Following is the premise for the project:
In 1997 a 21 year old single Christian wrote a revolutionary book on dating. This book would go on to be an international bestseller and catapult its unsuspecting author, Joshua Harris, into the Christian spotlight. I Kissed Dating Goodbye “turned the Christian singles scene upside down” and continues to shape the consciousness of how Christians view singleness, dating and the roadmap to marriage.
Through the connective platform of social media, Harris has been dealt a battering of online criticism from disenchanted Christians in recent years. Some have lashed out at Harris directly for I Kissed Dating Goodbye and others have set up websites dedicated to Harris’ “victims.”
Many online have called for Joshua Harris to apologize for what they believe was hurtful teaching, while others are applauding him for his stance and encouraging him to stand his ground. Harris has felt pressure from all sides to do or say something.
In this documentary, we see Joshua Harris finally ready to speak out about I Kissed Dating Goodbye, 20 years on.
To gain a fuller sense of Harris’s motivation for reassessing the book, check out his July 10, 2016 interview on NPR (partial transcript here, his YouTube account, accompanied by many comments, both positive and negative, from people who had read and been influenced by the book here).
Harris described the book in this way during the interview:
The idea of the book is that a lot of times, in dating, we play a lot of games with each other. We hurt each other, we get into relationships when we’re not really ready to pursue commitment. So the idea behind the book is that it might be a good idea to take a break from the dating game for certain people, and to enjoy friendships and build relationships that way, but not pursue a bunch of short-term romantic relationships. All that coming from a Christian perspective, and saying we should be loving each other as God tells us to love one another.
Interviewer Rachel Martin said “Joshua Harris has been reflecting a lot on the impact of his book. He’s heard from people who felt his writing taught them to be ashamed of their bodies and to feel guilty for having any sexual desires.” . . .
Harris responded:
I think I’m finally at a place where I’m really trying to listen to those voices. And I think it’s taken time for the consequences of the way that people applied the book and the way the book affected people to play out. And so I’m hearing these different voices saying, here’s how your book was used against me, here’s how it was forced on me, or here’s how I tried to – no one forced it on me – but I tried to apply it and it had this negative consequence in different ways.
I’m trying to go back and really evaluate, you know, where did my book contribute to that? Where was it too stringent? And where was that me and what I was writing, and where was that – the families and the church cultures and so on? So I feel like I’m on the front end of a process to help people in some way if I can apologize where needed and reevaluate where needed.
Van Der Wyngaard, director and producer of I Survived I Kissed Dating Goodbye, said on the Kickstarter site:
Like many of you, I read I Kissed Dating Goodbye when I was a teenager.
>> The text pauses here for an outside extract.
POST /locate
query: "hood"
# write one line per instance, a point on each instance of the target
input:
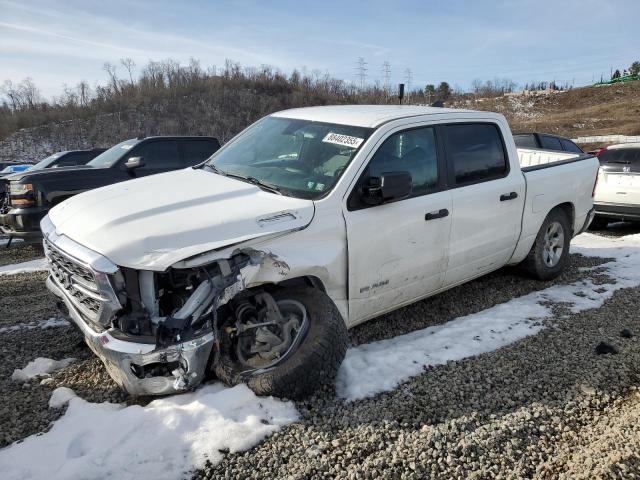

At the time it had a profoundly positive impact on me. While I was still in high school and beginning life as a young adult, its teachings made total sense. I was part of a church culture that was also affected by the influence of the “anti-dating” craze that was sweeping the (evangelical) church at large, thanks to I Kissed Dating Goodbye.
As a single Christian female approaching 30 I began to question the effectiveness of the book’s teachings in my own life. I was doing everything right, where was my future husband? Despite having these questions I stayed connected to church and my Christian friends. Together we’d often vent our frustrations at the church on how it was handling, or not handling, issues facing their growing single demographic.
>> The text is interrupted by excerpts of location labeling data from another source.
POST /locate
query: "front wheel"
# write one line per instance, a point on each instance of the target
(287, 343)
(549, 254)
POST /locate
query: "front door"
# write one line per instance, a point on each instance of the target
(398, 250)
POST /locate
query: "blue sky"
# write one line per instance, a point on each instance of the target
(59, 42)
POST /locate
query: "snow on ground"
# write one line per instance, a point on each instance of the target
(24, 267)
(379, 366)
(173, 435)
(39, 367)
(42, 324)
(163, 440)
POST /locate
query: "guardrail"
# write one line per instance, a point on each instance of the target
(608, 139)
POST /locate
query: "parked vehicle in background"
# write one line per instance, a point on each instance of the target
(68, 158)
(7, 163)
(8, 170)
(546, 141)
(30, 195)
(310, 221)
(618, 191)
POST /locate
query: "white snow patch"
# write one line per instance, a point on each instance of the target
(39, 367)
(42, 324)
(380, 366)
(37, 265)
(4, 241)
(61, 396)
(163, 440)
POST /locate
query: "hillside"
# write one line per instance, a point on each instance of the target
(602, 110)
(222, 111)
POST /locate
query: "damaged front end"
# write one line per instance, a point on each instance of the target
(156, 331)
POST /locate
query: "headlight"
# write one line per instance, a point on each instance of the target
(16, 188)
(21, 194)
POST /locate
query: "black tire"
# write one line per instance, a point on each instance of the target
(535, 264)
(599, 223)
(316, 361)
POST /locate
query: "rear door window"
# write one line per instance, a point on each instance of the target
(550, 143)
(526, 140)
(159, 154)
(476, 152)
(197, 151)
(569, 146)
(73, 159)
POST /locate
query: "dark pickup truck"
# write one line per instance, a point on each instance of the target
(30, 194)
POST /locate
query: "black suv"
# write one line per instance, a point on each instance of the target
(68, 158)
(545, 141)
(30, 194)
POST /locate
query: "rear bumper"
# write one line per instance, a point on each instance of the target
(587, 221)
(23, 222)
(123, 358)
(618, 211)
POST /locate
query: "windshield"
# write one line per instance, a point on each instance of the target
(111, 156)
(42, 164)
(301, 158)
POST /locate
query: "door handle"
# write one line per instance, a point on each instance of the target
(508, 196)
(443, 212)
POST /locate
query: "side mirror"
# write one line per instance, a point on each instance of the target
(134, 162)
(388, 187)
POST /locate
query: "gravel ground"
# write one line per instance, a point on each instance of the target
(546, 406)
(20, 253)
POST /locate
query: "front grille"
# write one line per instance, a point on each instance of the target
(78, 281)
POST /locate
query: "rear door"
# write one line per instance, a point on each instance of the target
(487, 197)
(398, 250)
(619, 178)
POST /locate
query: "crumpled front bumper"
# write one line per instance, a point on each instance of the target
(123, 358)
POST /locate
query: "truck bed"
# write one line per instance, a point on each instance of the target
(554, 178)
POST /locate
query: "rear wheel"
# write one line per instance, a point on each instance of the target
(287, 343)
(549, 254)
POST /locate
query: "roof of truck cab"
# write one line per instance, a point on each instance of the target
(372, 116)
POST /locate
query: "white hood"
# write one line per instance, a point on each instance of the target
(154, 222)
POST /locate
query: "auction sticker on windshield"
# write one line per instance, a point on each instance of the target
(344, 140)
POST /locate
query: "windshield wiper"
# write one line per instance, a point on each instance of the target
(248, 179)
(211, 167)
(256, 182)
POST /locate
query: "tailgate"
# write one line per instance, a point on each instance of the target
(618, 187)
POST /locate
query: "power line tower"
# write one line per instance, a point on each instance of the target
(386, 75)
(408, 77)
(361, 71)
It was during this time that I began my MA in Theological Studies at Regent College. Also at this time I felt compelled to respond to the growing frustrations I saw in my fellow believers who grew up reading books such as I Kissed Dating Goodbye and were now feeling let down by its teachings.
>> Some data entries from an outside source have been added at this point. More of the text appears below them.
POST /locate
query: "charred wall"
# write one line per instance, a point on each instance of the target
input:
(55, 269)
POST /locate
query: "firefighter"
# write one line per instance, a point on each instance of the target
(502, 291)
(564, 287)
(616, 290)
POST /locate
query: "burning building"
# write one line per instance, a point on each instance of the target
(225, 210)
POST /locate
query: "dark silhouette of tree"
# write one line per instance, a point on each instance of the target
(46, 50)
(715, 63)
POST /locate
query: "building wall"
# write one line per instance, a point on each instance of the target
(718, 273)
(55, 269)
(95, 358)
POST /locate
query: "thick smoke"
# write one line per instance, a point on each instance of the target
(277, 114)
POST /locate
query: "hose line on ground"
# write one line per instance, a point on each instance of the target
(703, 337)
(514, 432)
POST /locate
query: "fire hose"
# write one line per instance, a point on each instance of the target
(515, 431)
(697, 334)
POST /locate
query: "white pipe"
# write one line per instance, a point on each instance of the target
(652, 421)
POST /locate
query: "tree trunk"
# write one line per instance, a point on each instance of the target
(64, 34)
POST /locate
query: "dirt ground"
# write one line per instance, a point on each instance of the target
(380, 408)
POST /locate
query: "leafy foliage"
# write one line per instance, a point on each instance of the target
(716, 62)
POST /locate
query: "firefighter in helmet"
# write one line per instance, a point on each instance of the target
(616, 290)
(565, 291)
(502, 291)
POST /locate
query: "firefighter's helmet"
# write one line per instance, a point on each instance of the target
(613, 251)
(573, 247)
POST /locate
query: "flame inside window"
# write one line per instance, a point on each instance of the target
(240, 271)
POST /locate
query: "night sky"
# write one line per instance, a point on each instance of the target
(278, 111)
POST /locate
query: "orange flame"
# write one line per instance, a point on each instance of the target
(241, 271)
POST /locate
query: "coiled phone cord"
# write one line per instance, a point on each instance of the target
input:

I wanted to make a documentary so a greater spectrum of Christian voices could be heard on this important topic that affects all of us.
Thanks to the divine timing of God, Joshua Harris found himself also at Regent College at precisely the time I was considering making such a film.
After several months of being casual acquaintances at school, I shared my vision for this documentary with Joshua.
I could not think of a better conversation partner for the audience than Joshua, this influential author of the book we all remember from our teen years!
And here Joshua Harris found himself reflecting on the impact his book had on a generation, and how he inadvertently shaped Christian sexuality. After several months of consideration, Joshua agreed to help bring this documentary to life.
Overseeing the project will be professor Iwan Russell-Jones, who joined Regent College with more than 25 years of experience as a producer and director for the BBC. He recently completed the Making Peace with Creation documentary in partnership with retired Regent professor Loren Wilkinson.
The Kickstarter campaign aims to raise $50,000 by August 5 to support the project; go here for the full story.
I have no interest in supporting this endeavour and Josh Harris should not be profiting in any way from how he ruined thousands of lives. The title should be “I’m sorry for writing I Kissed Dating Goodbye.”
What he did was not create a fun amusement park ride that is “survived.” What he did was cause countless single men to leave the legalistic environment that he helped create/support through his book and other actions and in its wake were thousands of single women left alone without the prospect of husbands. Those women did not “survive” IKDG, they are still facing the ramifications of being single in their 30s, 40s and 50s.